Arkadaş ilişkilerini de sağlıklı yürütemeyen Rue, ailesinin yüzünü sürekli kara çıkarmaya ve geleceğine dair bir beklentisi olmadan, belirsizlik içinde yaşamaya devam etmektedir.

Bir ev partisinde yaşanan olaylardan sonra hayatına hızlıca yeni biri girer: Ona manga karakterlerini andıran, kocaman bir kalbi olduğuna inandığı, sıradışı ve gizemli Jules… Bunun akabinde belki de hayatında ilk kez bir şeylerin değişebileceğini ve düzelebileceğini düşünmeye başlar.

Rue aynı zamanda dizinin anlatıcısı ve dış sesi. Her yeni bölümün ilk dakikalarında, genç ekipten birinin çocukluk yıllarından başlayıp günümüze uzanan hikayesini seyirciyle paylaşıyor.

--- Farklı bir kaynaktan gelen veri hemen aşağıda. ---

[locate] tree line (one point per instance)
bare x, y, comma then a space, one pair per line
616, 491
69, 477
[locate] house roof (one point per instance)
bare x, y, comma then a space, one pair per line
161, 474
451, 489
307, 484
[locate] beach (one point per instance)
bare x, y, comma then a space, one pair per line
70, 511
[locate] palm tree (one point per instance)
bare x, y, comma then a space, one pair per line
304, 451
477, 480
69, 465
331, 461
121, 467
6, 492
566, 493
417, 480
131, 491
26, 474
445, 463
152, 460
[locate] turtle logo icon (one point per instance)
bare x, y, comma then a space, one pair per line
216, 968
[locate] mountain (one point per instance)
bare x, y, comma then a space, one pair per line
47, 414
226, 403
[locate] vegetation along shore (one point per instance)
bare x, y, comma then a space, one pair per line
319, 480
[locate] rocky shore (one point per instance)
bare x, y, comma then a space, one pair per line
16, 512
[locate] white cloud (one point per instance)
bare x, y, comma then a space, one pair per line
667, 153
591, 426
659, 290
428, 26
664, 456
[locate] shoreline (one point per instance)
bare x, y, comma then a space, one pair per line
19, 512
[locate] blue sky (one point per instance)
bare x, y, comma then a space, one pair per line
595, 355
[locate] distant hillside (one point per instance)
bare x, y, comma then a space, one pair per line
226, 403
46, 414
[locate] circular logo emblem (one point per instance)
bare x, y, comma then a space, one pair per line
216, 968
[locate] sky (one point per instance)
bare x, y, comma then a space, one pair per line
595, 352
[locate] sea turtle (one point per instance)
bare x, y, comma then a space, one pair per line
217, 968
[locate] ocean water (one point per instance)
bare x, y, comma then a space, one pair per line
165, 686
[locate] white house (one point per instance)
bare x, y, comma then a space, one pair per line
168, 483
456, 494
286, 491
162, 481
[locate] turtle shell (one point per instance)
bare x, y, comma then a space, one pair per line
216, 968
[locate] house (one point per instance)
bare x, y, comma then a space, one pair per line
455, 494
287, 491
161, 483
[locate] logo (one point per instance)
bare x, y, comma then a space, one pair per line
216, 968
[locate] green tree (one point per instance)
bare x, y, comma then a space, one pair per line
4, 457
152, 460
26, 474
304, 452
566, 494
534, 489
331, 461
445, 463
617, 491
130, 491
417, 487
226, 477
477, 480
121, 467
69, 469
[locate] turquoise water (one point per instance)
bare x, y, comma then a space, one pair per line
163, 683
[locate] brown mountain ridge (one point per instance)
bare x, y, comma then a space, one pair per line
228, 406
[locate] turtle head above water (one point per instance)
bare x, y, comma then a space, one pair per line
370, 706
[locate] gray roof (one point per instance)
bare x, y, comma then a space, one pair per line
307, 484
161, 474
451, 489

Rue’yu Disney çıkışlı -son zamanlarda Spider-Man filmleriyle dikkat çeken- oyuncu ve şarkıcı Zendaya canlandırıyor. Diğer ana karakterlere göz atacak olursak…

Jules Vaughn (Hunter Schafer)
Jules bir transseksüel. Ebeveynleri boşandıktan sonra, anlayışlı babasıyla taşındığı bu yeni banliyöde kendini keşfetmeye çalışıyor. Rue’da sandığından daha fazla ve farklı bir etki bırakıyor.
Nate Jocobs (Jacob Elordi)
Okulun popüler çocuklarından. Yıldız bir oyun kurucusu. Yaşadığı travmaları ve dalgalı duygu durumlarını iyi fiziğiyle ve öfkeli halleriyle bastırıp çevresinden saklı tutmaya çalışıyor.
Maddy Perez (Alexa Demie)
Nate’in bir dargın bir barışık olduğu sevgilisi. Özgüvenli görünen fakat hırçın biri. Nate’in dalgalı ruh hallerine katlanmakta yer yer çok fazla zorlanıyor.
Kat Hernandez (Barbie Ferreira)
Kilolarıyla başı belada, kendinden hoşnutsuz bir genç. Arkadaş çevresindeki imajını değiştirmek ve cinselliğini keşfetmek en büyük amacı.
Cal Jacobs (Eric Dane)
Nate’in oldukça zorlayıcı ve sert babası. Varlıklı, bölgenin önde gelen, saygın isimlerinden biri. “2. hayatı” denebilecek birtakım sırları var.
Leslie Bennett (Nika King)
Rue’nun annesi. İki kızını tek başına büyütme telaşında. Rue’nun son yüksek doz olayından sonra onu daha da sıkı koruması altına almaya çalışıyor.
Cassie Howard (Sydney Sweeney)
Ekibin tatlı ve popüler kızı. Cinsel geçmişiyle ilgili dedikodular okuldakilerin dilinde dolaşırken, ilişkilerini yürütmede bir hayli sıkıntı yaşıyor.
Lexi Howard (Maude Apatow)
Cassie’nin kardeşi ve Rue’nun çocukluktan en yakın arkadaşı. Rue’nun yakınlarından olup aklı başında davranan sayılı kişilerden biri. Aralarında belli belirsiz bir soğukluk mevcut.
Chris McKay (Algee Smith)
Lisenin gözdesi olan bir futbol yıldızı. Hem sahada hem de kız arkadaşı Cassie ile olan zorlu ilişkisinde mücadele verirken üniversite yoluna ayak uydurmada güçlük çekiyor.
Fezco (Angus Cloud)
Rue’nun torbacısı. Kendinden beklenenin aksine Rue’ya karşı oldukça iyi niyetli davranıyor ve Rue’nun ayık kalması için ondan daha fazla çaba gösteriyor.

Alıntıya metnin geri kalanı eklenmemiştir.